The results shown are correctly ordered, however when I change my query to only pull TOP 1 it returns the second result instead. I have no idea why or how this happens.
If your query has the order by in the outermost select, then the results should be returned in that order. Period.
If the order by is anywhere else -- in a subquery or in a window frame specification -- then the results might look like they are ordered, but the ordering is not guaranteed.
My guess is that you don't have the explicit order by that the query needs to do what you intend.
Also, although not the case with your sample data, if the keys have the same value then they can appear in any order -- and in different positions when you run the query multiple times.

Are big-query results always ordered, that is: using OFFSET makes sense to skip rows?

In other words does a select query order results every time, so these 2 will always produce unique values:
select *
from bigquery-public-data.crypto_ethereum.balances
limit 10 OFFSET 100
select *
from bigquery-public-data.crypto_ethereum.balances
limit 10 OFFSET 2000
Assuming of course the table has unique values...I am just curious if without using "order" clause the table is always deterministic/consequetive or can the results duplicate if they're returned indeed at random? 10x!
I am just curious if without using "order" clause the table is always deterministic/consequetive or can the results duplicate if they're returned indeed at random.
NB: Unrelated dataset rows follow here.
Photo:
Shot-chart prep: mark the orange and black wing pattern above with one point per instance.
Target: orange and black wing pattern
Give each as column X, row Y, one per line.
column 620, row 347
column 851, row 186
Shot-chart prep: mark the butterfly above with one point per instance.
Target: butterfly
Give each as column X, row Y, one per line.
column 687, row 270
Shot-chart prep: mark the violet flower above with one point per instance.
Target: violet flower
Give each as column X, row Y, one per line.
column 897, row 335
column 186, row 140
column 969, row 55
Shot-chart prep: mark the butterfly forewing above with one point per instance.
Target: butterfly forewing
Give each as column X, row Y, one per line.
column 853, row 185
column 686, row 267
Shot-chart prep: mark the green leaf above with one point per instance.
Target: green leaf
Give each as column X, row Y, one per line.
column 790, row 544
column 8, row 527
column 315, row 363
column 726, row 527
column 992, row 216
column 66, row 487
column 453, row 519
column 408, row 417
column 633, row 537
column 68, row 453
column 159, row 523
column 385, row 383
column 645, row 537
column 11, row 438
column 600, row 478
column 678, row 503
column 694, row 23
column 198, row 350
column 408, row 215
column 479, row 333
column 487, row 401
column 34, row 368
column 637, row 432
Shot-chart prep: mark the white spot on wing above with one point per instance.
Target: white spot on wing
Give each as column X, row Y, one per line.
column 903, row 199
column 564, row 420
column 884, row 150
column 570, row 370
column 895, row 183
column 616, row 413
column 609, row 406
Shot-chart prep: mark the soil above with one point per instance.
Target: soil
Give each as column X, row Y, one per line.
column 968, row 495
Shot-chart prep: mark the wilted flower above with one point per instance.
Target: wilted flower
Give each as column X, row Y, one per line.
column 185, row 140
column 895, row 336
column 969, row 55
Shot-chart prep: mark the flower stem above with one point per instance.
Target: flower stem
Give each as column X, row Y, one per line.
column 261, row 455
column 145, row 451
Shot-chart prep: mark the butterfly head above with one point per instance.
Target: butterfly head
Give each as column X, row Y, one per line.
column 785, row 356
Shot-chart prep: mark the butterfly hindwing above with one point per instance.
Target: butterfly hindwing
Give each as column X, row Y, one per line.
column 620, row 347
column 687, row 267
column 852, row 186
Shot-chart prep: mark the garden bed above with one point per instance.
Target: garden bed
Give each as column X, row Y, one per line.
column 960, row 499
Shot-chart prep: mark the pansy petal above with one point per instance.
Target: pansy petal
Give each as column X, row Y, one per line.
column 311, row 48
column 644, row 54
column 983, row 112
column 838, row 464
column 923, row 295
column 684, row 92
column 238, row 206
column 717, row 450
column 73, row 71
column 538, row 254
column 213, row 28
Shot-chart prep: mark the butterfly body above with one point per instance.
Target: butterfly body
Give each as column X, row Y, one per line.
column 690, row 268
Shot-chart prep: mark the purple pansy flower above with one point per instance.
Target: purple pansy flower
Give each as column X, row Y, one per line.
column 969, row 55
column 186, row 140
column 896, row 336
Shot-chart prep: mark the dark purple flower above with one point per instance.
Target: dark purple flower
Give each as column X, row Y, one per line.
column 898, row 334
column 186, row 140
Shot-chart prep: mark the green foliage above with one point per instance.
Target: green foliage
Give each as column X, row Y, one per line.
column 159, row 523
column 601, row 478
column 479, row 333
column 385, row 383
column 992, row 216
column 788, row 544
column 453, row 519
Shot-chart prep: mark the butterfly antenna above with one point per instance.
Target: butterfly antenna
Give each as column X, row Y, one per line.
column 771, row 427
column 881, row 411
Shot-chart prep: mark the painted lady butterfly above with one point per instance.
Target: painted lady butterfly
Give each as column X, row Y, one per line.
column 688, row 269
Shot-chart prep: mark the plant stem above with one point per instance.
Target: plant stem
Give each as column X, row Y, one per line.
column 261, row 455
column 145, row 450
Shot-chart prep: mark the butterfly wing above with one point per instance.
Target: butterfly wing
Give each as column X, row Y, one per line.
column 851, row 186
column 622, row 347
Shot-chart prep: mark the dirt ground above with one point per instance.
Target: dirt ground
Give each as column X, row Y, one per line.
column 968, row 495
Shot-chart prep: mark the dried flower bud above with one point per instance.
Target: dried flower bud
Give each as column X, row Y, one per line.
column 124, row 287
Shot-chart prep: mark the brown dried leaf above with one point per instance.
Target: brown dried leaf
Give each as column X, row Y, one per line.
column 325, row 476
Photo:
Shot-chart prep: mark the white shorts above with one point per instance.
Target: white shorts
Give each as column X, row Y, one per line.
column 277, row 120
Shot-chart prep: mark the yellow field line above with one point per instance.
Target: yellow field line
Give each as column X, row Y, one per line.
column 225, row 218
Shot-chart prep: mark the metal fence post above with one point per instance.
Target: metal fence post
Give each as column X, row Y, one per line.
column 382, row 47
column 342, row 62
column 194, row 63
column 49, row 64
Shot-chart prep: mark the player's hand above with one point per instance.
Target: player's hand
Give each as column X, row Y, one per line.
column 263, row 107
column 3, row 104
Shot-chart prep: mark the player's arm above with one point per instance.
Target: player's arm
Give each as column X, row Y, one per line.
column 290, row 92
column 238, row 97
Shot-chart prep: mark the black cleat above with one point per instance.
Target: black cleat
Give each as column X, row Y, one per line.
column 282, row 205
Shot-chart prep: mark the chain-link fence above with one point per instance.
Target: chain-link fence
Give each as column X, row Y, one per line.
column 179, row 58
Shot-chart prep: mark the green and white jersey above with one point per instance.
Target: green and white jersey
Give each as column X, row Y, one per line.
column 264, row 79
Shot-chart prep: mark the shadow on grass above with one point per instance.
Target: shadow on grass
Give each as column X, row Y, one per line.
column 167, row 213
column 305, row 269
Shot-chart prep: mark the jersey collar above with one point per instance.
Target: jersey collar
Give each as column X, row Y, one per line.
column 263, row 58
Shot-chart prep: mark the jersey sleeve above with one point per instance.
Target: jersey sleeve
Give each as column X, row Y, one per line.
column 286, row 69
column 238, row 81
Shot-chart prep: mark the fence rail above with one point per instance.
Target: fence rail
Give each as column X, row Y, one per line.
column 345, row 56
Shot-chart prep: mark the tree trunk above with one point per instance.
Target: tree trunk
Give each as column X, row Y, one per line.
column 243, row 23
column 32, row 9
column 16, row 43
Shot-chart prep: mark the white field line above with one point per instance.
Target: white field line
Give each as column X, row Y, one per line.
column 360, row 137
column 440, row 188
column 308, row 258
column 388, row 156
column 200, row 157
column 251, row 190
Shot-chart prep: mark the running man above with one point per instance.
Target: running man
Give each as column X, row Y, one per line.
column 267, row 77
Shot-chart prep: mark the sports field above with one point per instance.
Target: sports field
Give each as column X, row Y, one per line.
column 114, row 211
No. SQL tables represent unordered set of rows. There is no inherent ordering of the rows. Unless an order by clause is specified, there is no guarantee that two consequent executive of the same query would yield an indentical result. The database is free to return the rows in whatever order it likes.
As a consequence, the results of a query with a row-limiting clause but no order by clause are not deterministic. Do add an order by clause the these queries, or you will sooner or later run into suprising and hard-to-debug behaviors.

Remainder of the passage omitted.